Figure 2 demonstrates a right skew in the volumes of nasolacrimal ducts for patients when compared with controls, which accounts for the observed larger mean volume seen in patients, however this finding was not significant. The final notable finding was that males had larger volumes than females in both cases and controls, but that the difference between the two was diminished in the patient group. These data confirm what other studies have shown: that in normal subjects women tend to have smaller anatomy. However, there may be a process that reduces the difference between men and women during obstruction. Expansion of the bony canal may occur as a result of chronic inflammation and high pressure within the canal, which could have a greater effect on women due to their bone composition after menopause. We propose therefore that the larger volumes seen in cases compared with controls may actually be an outcome of PNLDO instead of a possible etiology, and that the higher incidence in women may have more to do with their higher tendency for bony remodeling in their later years.

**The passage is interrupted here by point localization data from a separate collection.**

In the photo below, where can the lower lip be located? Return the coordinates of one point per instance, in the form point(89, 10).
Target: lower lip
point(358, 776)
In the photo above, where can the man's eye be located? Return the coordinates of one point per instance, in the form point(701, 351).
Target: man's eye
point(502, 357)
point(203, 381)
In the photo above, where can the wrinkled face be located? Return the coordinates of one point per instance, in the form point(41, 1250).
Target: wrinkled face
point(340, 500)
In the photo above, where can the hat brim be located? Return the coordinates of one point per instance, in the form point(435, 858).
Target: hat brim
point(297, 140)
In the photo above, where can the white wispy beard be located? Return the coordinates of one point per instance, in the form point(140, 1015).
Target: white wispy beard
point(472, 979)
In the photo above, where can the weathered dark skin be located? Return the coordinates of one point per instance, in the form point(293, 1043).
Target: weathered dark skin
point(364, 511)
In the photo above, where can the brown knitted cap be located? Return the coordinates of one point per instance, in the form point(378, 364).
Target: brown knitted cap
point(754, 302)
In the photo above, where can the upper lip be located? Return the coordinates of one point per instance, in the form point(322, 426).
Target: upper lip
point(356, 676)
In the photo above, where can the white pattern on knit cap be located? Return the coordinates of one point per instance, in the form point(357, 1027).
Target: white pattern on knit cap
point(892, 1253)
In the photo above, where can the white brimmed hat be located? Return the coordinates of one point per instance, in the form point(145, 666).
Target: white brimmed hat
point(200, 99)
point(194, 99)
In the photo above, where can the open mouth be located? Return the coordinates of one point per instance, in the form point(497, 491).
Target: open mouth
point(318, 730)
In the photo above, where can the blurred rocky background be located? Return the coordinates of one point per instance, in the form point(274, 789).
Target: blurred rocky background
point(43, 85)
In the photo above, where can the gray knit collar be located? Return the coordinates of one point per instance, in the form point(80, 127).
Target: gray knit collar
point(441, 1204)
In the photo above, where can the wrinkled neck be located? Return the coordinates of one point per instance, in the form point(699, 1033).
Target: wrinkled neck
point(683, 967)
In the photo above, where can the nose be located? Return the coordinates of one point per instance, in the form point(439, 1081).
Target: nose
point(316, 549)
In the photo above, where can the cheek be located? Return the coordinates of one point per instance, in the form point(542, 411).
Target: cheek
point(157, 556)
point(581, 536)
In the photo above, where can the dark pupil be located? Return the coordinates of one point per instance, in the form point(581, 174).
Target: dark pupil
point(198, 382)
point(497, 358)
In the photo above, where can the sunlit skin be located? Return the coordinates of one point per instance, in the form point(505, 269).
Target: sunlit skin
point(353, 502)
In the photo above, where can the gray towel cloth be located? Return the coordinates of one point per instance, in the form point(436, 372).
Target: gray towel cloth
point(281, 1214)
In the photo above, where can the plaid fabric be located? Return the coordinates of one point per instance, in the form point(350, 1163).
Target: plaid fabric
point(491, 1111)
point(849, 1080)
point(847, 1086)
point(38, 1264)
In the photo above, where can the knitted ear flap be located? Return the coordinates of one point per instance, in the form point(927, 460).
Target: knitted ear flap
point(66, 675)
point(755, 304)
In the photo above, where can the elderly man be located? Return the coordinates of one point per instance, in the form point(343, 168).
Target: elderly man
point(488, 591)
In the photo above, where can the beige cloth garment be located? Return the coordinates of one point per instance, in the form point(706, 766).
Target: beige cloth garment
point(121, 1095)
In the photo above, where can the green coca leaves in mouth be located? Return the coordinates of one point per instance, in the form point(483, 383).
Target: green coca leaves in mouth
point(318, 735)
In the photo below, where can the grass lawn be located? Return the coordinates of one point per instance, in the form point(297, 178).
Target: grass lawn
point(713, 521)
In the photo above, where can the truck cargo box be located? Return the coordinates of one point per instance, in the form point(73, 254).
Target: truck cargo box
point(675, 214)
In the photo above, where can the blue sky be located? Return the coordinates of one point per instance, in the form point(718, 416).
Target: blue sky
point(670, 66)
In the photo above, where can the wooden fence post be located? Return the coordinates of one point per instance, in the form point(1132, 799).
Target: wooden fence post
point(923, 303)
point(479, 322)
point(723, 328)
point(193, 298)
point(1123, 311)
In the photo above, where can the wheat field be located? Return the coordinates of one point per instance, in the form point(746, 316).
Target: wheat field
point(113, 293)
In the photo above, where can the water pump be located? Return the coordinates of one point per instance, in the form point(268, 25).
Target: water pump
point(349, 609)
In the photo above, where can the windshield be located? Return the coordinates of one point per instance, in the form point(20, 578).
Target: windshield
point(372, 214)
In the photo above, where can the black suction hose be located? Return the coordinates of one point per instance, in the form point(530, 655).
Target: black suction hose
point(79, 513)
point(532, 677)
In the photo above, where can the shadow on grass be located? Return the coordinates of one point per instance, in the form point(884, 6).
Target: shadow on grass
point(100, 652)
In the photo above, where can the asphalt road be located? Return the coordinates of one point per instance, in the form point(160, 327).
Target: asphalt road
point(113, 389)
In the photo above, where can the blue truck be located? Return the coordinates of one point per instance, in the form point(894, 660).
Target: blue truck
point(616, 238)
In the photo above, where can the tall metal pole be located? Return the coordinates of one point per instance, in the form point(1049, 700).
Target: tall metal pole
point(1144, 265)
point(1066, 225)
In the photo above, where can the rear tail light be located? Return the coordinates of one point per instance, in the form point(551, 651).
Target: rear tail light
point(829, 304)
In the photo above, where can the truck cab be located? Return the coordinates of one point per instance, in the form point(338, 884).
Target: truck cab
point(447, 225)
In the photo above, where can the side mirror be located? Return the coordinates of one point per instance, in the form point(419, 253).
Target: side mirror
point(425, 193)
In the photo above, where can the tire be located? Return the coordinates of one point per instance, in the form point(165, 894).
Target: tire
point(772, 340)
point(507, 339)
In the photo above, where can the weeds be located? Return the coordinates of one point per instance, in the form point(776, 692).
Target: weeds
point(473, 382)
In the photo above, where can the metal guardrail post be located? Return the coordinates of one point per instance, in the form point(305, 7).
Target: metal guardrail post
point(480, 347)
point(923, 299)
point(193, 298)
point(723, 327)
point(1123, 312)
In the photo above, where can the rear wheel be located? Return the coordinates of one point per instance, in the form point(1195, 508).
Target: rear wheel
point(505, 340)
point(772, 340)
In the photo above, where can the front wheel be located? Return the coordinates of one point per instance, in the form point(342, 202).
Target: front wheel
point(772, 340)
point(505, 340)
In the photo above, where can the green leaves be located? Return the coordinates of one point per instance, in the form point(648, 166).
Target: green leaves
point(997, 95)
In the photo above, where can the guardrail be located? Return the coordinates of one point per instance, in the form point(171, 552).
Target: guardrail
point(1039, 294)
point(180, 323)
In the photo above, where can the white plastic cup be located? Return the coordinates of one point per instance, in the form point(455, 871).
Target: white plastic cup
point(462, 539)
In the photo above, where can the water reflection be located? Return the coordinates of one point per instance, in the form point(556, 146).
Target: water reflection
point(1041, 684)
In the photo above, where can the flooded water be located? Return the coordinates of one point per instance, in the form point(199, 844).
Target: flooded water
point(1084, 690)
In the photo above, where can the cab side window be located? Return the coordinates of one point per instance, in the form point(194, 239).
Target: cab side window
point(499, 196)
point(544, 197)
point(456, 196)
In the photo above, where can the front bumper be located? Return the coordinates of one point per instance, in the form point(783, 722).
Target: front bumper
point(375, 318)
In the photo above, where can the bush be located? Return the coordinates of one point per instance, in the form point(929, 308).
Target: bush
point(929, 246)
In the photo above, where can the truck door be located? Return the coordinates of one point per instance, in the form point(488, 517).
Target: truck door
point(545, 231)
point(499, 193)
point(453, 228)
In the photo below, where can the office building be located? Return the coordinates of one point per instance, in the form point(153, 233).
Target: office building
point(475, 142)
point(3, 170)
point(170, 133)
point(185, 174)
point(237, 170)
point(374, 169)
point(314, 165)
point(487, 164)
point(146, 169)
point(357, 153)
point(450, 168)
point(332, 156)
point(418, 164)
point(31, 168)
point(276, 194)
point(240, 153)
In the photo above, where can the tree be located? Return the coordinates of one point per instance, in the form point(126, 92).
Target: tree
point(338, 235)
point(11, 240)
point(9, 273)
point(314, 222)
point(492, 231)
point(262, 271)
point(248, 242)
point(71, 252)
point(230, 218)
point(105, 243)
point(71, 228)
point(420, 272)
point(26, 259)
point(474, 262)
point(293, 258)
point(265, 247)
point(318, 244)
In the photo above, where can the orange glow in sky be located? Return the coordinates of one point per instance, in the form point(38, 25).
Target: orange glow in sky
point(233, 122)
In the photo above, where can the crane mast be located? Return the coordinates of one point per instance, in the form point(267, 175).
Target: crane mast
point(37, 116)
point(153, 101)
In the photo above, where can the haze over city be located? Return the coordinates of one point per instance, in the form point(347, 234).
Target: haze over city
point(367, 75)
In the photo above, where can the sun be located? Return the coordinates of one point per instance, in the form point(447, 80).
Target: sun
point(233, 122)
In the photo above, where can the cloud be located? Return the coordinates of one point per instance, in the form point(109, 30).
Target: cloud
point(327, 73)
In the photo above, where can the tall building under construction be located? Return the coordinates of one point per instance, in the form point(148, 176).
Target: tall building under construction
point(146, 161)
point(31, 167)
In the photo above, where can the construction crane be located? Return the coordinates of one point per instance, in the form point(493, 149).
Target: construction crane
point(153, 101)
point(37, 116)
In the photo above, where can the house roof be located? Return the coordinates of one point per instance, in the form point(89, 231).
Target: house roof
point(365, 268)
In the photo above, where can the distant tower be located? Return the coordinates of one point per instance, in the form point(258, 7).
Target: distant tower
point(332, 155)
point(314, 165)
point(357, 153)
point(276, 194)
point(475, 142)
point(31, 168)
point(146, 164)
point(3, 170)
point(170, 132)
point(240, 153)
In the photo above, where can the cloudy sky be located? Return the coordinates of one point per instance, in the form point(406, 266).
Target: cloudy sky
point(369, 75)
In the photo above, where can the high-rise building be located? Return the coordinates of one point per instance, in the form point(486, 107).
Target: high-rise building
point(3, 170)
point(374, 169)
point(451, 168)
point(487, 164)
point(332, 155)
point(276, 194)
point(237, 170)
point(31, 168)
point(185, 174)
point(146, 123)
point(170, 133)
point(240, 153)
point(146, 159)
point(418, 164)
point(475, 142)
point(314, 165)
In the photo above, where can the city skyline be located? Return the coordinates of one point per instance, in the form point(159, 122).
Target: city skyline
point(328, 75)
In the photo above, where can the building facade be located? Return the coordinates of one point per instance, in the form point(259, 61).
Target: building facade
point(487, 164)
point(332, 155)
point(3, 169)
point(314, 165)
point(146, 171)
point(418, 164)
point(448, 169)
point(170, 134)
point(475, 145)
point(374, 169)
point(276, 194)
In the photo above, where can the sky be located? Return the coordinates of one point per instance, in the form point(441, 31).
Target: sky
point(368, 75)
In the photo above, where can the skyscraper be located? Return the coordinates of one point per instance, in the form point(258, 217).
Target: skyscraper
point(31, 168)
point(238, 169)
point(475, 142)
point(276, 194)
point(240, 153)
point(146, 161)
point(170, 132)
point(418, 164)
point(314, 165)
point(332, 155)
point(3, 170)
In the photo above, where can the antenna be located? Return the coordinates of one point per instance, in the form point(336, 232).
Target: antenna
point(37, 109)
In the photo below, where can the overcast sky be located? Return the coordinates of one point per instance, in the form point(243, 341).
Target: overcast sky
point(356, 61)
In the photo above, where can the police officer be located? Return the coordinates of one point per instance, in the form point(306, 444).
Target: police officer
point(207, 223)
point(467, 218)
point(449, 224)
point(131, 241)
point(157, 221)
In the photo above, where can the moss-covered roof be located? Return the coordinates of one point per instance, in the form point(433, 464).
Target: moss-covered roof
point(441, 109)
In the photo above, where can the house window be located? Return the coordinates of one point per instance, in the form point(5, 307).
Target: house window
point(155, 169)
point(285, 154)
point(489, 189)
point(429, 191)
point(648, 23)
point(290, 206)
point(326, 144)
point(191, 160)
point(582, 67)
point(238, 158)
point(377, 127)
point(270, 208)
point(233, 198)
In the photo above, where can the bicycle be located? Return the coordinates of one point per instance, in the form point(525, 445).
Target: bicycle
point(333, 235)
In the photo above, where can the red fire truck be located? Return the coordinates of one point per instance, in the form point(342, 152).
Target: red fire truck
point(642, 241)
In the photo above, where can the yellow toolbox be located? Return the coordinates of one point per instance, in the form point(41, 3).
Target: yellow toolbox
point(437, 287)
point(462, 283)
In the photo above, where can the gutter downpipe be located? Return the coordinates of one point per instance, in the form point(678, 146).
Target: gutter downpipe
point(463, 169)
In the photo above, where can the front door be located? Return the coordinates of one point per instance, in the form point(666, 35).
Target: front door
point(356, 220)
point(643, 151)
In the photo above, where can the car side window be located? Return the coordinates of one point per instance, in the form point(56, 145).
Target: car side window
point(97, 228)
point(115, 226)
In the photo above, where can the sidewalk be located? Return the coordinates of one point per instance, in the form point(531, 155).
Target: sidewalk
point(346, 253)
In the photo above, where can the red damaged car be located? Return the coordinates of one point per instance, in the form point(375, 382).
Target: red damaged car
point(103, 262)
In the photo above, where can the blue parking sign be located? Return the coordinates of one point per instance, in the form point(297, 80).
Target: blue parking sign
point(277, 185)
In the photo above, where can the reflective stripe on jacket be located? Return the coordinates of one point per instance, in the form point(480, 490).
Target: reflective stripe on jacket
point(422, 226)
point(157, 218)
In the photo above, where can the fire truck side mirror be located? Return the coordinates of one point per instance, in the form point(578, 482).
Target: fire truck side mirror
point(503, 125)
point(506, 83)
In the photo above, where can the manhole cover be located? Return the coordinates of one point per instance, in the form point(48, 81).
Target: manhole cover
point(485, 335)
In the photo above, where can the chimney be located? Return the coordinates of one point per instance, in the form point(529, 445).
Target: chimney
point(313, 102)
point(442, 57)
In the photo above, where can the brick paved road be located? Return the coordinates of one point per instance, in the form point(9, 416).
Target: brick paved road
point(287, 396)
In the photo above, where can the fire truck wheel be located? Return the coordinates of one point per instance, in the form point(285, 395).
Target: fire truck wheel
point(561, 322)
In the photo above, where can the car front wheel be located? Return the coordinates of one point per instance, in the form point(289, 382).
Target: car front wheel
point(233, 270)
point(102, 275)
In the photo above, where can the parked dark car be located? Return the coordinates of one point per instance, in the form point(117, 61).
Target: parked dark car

The authors acknowledge several limitations in the current study. The age range of subjects in the study was narrow and focused on older adults with obstruction. Studies have shown that the bony structures in the face change with time,16 and future studies should include subjects from a broader age range. This was a retrospective study where the control population was distinct from the patient population; an ideal study would be longitudinal and have each patient serve as their own control to determine who develops obstruction and who does not. No formal power calculation was performed prior to the start of the study; rather the sample size was based on the total number of patients who met the nasal obstruction criteria listed above for the defined time period, with an identical number of controls selected for comparative purposes. However, there is actually a non-significant trend (p=0.23) that is suggestive of a smaller average volume for controls as compared to cases. It is therefore unlikely that this trend would reverse in favor of the original hypothesis even with a larger sample size. This was a small pilot study intended to estimate mean volume for the available case group and the control group, and a larger study is required to confirm these null findings. Race was not a controlled variable and could be a potential confounding factor, since prior studies have demonstrated differences in duct volumes that varied by race;10,11 future studies should consider race as a separate variable when comparing volumes. This study only considered the bony canal of the nasolacrimal duct and not the soft tissue, which is cited as a site of inflammation and possible etiology of obstruction. 17 Finally only one author (JLE) made volume measurements which were validated by a more experienced neuroradiologist (AJT).
To the authors’ knowledge, only one other study has been completed which utilized volumetric software to study the nasolacrimal duct, but that study was limited to normal subjects.11 Herein, we report use of this software on patients with PNLDO and compare them to a normal, control group. The findings suggest that the volume of the nasolacrimal duct is not related to PNLDO.
Acknowledgments
Financial support: Jaclyn Estes was supported by the Jewish Foundation for Education of Women located at 135 East 64th St., New York, NY 10065. Dr. Paul Christos was partially supported by the following grant: Clinical Translational Science Center (CTSC) (UL1-TR000457-06).
Footnotes
Meeting presentation: Presented at the Medical Student Scholars in Aging Research Meeting (oral), Weill Cornell Medical College, New York, NY, August 8, 2013. Poster presentation on May 16, 2014 at the American Geriatrics Society annual meeting in Orlando, FL.
Proprietary interest statement: The authors have no financial or conflicts of interest to disclose.